Steiner v. Central Trust & Title Co.

274 Pa. 341 | Pa. | 1922

Opinion bt

Mr. Chief Justice Moschzisker,

Plaintiff, Fred J. Steiner, filed a bill in equity to restrain defendant trust company from prosecuting proceedings, under the Act of December 14, 1863, P. L. (1864) 1125, to recover possession of a certain piece of improved real estate, occupied by him under a lease for ten years, which will not expire until March 31, 1926, with a privilege of five additional years to begin April 1, 1926. The injunction was issued as prayed for, “but without prejudice to respondent to proceed in an action in proper form at law”; defendant has appealed.

Section 23 of the National Prohibition, or Volstead, Act, provides that a violation of its provisions, “upon any leased premises by the lessee or occupant thereof, shall, at the option of the lessor, work a forfeiture of the lease.” Plaintiff was charged with a violation of the above law on the demised premises; he pleaded guilty in the United States District Court and was sentenced to pay a fine. November 30,1920, defendant, by resolution of its board of directors, declared plaintiff’s lease forfeited because of this violation of the federal law; and, on December 1, 1920, it accordingly gave plaintiff written notice to vacate. When he failed to remove from the premises, defendant, on January 8,1921, summoned him to appear before a justice of the peace in a possessory action under the Act of 1863; whereupon this bill was filed to restrain the proposed proceedings, on the ground that the statute in question was not intended to apply to a state of facts such as presented by the case at bar.

The Act of 1863 provides that “Where any person ......in this state......having leased......lands or tenements to any person......for a term of......years ......shall be desirous, upon the termination of said lease, to have again and repossess such demised premises, *344having given three months’ notice of such intention to his lessee,......and said lessee......shall refuse to leave......at the expiration of said term, in compliance with......said notice, it shall be lawful for such lessor______ .to complain thereof to any justice of the peace......, whose duty it shall be to summon the defendant......and, upon due proof being made...... that the term......is fully ended, and that three months’ previous notice had been given [to quit]......, then and in that case [judgment of possession may be rendered for plaintiff].”
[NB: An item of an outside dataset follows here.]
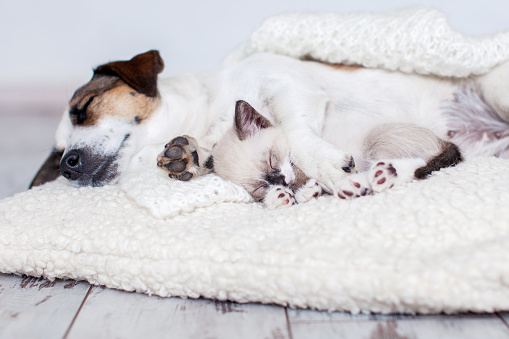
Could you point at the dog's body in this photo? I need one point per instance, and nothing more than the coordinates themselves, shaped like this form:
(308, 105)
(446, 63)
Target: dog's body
(118, 124)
In Kaufmann v. Liggett, 209 Pa. 87, 93, construing the above quoted statute, we said that the “summary remedy” there provided is not adapted to the determination of intricate and delicate questions of law, adding, “the act was passed in the interests of justice, to give, against tenants who hold over without even the color of right, after the expiration of their terms, a better remedy than the old cumbersome, dilatory and expensive one by action of ejectment; ......[it is] limited to a class of cases that are of easy solution [and the courts cannot] enlarge its scope so as to embrace cases which the average justice of the peace......is incompetent to dispose of.”

In the case at bar, no three months’ notice to quit and no such “expiration” of the term as contemplated by the Act of 1863 are alleged. Moreover, that which is depended upon by defendant as an equivalent, namely, the violation by plaintiff of the Volstead Act, — through the sale of two glasses of liquor on the demised premises, by one of his employees, — presents, from constitutional and other aspects, many nice and intricate questions of law, as yet undetermined by the courts, with which, of course, a justice of the peace is entirely unfitted to cope. Under the circumstances, the court below was quite right in ruling that the act invoked did not apply.

Certain dicta in Quinn v. McCarty, 81 Pa. 475, are largely relied on by appellant to sustain its contention that the Act1 of 1863 applies as a remedy in all instances *345of forfeiture of a term; but that case by no means rules the present one. There, three months’ notice to quit had been given, prior to a definite time fixed by the lease for the ending of the term, in case of the failure of the lessee to live up to the provisions of the contract of letting; and the only question for the justice of the peace was one of fact, — as to whether the lessee had done certain things which, according to the very letter of the lease (the law of the case), had brought the term to an end. As correctly stated by Judge Porter in Robinson v. Moyer, 57 Pa. Superior Ct. 401, 405, Quinn v. McCarty, as an authority, is confined to cases where the lease contains a stipulation for its termination in the event of noncompliance with its provisions; and, we may add, this means, where, under the contract of letting, such noncompliance, when proved, has the same effect as the actual expiration of the term, — then and only then, can the Act of 1863 apply on the theory of an expiration of the term.

That a court of equity has jurisdiction in a proper case to restrain proceedings under the Act of 1863, was squarely decided by us in Kaufmann v. Liggett, supra. Hence we cannot now sustain appellant’s claim to the contrary; nor can we approve its contention that, equity having taken jurisdiction, the court below should have decided the points of law involved in defendant’s favor and awarded it possession of the premises in controversy. The law of Pennsylvania discountenances equitable ejectments, and a case like the present, where no cross-bill was filed and no affirmative relief asked in the answer, is not one which tempts us to depart from this fixed policy.

The assignments of error are overruled and the decree is affirmed at cost of appellant.